Ein Vorgeschmack auf die notwendige Koalition der Kinder mit den Müttern gegen die naturzerstörenden Patriarchen, die bis heute noch nicht gelungen ist – solange die Väter im Himmel regieren.

Ödipus wusste nicht, dass der Fremde, den er erschlug, sein Vater war. Erst in der Demokratie gelang es den Griechen, alle Patriarchen ins Joch der Gleichheit zu zwingen. Anstelle der Väter beginnt das allgemeine Gesetz in der Polis zu regieren, dem sich alle Bürger beugen müssen.

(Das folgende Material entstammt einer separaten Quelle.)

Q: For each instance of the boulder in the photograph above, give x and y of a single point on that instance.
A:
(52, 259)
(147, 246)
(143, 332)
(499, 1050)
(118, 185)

In der Neuzeit werden Allgemeinheit und Gleichheit in der Mitte aufgespalten. Vor dem juristischen Gesetz sind alle Menschen gleich, nicht aber vor der eigentlichen Macht der ökonomischen Gewalt.

Wer clever und durchsetzungsfähig ist, kann sich auf der Basis demokratischer Gleichheit in die Höhen pekuniärer Besonderung und ökonomischer Auserwähltheit hinaufschwingen, sich dem Gesetz der Allgemeinheit entziehen und triumphal ins Reich willkürlicher Gnade und Barmherzigkeit einziehen. Sind doch alle Talente und Fähigkeiten unverdiente Geschenke des himmlischen Vaters.

Der Kampf zwischen irdischem Staat und überirdischer Religion ist nicht ausgestanden. Im Gegenteil, gegenwärtig nimmt er in vielen Staaten an Schärfe zu.

Der Beschneidungskonflikt dient irdischen Stellvertretern eines omnipotenten Gottes als willkommener Anlass, dem Staat und dem allgemeinen Gesetz die rote Karte zu zeigen.

„Rabbiner Ehrenberg nimmt es mit der Staatsgewalt auf. …“Wir machen weiter“… Dann bläst er in das Schofarhorn.“ (Julia Haak in der BZ über die Demo pro Beschneidung)

Bei solch himmlischen Imponiergebärden sieht der irdische Staat ganz schön alt aus.